France
 

Les ados français interdits de réseaux sociaux, y compris WhatsApp et YouTube

Frédéric SCHMITT
22 juillet 2026 à 09h39

Le Parlement a adopté une loi interdisant l'accès aux réseaux sociaux pour les jeunes de moins de 15 ans, plaçant le pays en tête des initiatives européennes sur la protection des mineurs en ligne.

Les deux chambres du Parlement ont approuvé le texte ce 21 juillet 2026 par de larges majorités. Cette législation interdit l'accès aux services de réseaux sociaux en ligne aux mineurs de moins de quinze ans. Les plateformes devront mettre en place des mécanismes de vérification d'âge robustes pour bloquer les inscriptions et les connexions des plus jeunes. Les comptes existants des mineurs concernés devront être suspendus ou rendus inaccessibles.

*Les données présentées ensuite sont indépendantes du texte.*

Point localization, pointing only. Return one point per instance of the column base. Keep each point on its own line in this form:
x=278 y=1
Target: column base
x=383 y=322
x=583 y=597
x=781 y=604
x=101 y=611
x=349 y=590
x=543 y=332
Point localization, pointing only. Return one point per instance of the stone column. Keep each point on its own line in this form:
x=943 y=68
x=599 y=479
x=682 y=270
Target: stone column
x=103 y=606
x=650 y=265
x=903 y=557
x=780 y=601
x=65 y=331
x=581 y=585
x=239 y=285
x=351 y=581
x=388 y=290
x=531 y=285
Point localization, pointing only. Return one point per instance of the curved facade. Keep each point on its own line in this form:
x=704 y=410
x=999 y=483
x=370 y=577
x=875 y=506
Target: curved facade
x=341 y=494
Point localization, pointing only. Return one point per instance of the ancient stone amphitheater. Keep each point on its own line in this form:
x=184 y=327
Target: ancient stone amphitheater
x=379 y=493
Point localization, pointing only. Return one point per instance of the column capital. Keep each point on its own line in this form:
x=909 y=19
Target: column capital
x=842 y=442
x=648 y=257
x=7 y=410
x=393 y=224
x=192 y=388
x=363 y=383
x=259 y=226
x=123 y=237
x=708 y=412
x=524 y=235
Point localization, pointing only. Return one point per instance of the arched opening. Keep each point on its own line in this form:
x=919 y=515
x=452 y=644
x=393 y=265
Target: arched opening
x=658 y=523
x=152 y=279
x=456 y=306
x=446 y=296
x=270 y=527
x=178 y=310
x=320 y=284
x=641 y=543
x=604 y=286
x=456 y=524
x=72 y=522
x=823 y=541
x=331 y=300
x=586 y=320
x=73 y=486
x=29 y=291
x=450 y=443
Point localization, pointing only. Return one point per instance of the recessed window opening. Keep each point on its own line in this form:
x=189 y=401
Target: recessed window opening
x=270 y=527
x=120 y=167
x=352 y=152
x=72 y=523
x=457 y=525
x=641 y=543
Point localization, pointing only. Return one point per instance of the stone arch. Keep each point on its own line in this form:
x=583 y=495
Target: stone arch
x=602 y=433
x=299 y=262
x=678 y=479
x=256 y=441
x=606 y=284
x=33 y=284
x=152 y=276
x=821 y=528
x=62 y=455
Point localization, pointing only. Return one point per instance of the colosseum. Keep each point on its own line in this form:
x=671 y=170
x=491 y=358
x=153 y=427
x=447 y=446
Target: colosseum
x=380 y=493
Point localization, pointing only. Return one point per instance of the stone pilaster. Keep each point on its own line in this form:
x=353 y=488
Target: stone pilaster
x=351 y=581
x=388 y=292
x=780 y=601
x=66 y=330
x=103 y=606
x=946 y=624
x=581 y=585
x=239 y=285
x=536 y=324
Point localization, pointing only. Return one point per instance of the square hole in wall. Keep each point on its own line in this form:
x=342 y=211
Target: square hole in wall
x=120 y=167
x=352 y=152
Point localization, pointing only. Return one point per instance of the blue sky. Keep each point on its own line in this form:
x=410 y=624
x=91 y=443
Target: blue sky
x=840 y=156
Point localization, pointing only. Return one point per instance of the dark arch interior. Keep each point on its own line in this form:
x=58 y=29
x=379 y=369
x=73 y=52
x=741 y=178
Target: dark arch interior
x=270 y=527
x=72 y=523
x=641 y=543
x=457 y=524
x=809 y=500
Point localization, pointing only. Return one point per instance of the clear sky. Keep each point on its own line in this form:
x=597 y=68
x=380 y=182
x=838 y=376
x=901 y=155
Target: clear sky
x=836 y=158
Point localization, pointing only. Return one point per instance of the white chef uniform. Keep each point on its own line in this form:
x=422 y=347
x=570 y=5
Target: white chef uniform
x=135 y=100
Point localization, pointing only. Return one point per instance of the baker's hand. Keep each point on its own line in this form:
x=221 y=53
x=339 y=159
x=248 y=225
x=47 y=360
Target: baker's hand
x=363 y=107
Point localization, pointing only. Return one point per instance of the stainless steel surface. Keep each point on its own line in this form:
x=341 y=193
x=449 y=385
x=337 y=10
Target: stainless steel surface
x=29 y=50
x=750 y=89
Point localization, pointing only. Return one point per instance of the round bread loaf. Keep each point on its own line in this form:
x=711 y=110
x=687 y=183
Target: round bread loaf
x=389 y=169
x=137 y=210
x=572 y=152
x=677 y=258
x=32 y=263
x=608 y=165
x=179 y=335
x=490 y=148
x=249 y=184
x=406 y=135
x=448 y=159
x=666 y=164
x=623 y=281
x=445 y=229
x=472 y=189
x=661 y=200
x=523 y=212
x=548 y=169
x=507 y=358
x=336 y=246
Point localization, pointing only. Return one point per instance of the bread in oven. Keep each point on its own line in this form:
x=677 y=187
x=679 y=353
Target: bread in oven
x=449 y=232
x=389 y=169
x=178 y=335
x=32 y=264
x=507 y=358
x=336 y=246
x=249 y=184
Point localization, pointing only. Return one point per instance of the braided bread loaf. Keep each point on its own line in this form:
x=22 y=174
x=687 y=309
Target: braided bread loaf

Les autorités françaises invoquent les risques pour la santé mentale et le développement des adolescents. Les études soulignent l'impact des algorithmes sur l'addiction, l'anxiété, la dépression et l'exposition à des contenus inappropriés. La loi vise aussi à lutter contre le cyberharcèlement et la diffusion de désinformation. Emmanuel Macron a salué le vote en rappelant son engagement à protéger les jeunes dès la rentrée scolaire.

L'application de la mesure pourrait intervenir dès la rentrée 2026. Les plateformes comme Instagram, TikTok ou Snapchat sont directement concernées. Elles devront adapter leurs systèmes pour respecter la nouvelle règle. Des sanctions sont prévues en cas de non-conformité.

La France n'est pas isolée. L'Australie a déjà instauré une interdiction pour les moins de 16 ans. La Grèce prépare une mesure comparable à partir de 2027. L'Espagne et la Suède avancent également sur des restrictions d'âge.

Les représentants des plateformes expriment des réserves sur la faisabilité technique et appellent à une coordination européenne.

Le texte finalisé doit maintenant être promulgué et les décrets d'application publiés. Des consultations avec les acteurs du numérique sont programmées pour affiner les modalités d'application. La France entend ainsi donner l'exemple au sein de l'Union européenne sur la régulation des espaces numériques accessibles aux mineurs.